Retired not even two months, my husband has been approached with a unique job opportunity. He’s still waiting on an offer, but he’s open to the possibility. More uncertainty.

We haven’t closed on the condo. We haven’t even set a closing date. But we’ve met with the mortgage broker a couple of times, and we’re setting ourselves up for a smooth closing: last week we had the home inspection; we’ve moved money into place; we’ve uploaded the required documents. But there’s this lingering thought that everything will be better, easier–or maybe “I will feel more at ease”–once we’ve closed on the condo. 

I also find myself threading the needle of staying in a zen-like place of abundance while not spending money frivolously. Honestly, it’s where I like to live. Maybe the challenge now, is staying out of fear, you know that scrimp and save and barely get by mindset. That sense of lack.  

I don’t like uncertainty. Never have. I like knowing. Setting expectations. Something solid, you know, that you can hang your hat on. 

Even as I say that it occurs to me that some of the certainty I used to think existed was an illusion. The unspoken rules of when and how you retire. The pithy sayings:

“Early to bed, early to rise makes a man healthy, wealthy and wise.” That’s some fucking bullshit. Some people work multiple jobs and will never be healthy, wealthy or wise. They will always be poor. It’s just not that easy.

And, of course, I’ve learned that certainty can lead to complacency. Look at what happened in 2016.

Waiting around for certainty is a form of perfectionism. 

If I’m honest, for me it all comes down to fear. Remember when I was asking, “What if we can’t buy the condo? What if we can?” See how I managed to find fear both ways?!  

So what’s the antidote to uncertainty? One of the best things I do for myself every week, I do on Sundays. I take a look at my calendar and all of the tasks that I’ve set for myself for the upcoming week, and I re-evaluate and prioritize them. I identify the single most important thing and a few other B-level things I will accomplish that week. Then I downgrade, reschedule and/or delete everything else. This provides me with clarity, eliminates overwhelm, and I feel a sense of accomplishment and pride at the end of each week, because I’ve guaranteed my own success.

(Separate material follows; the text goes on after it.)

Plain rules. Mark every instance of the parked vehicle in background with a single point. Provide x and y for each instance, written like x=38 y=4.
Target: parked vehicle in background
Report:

There’s also a sense of doing what’s in my control to do. I imagine the outcome that I know I want, and, assuming things fall my way, know certain things need to be done in order to pave the way. My contributions, my actions, alleviate my uncertainty. 

And I lean into Jennifer Pastiloff’s clarifying question: “Where am I deciding that it’s hard beforehand?” 

It’s up to me. I get to decide. To quote Orson Welles, “If you want a happy ending, it depends on where you stop the story.”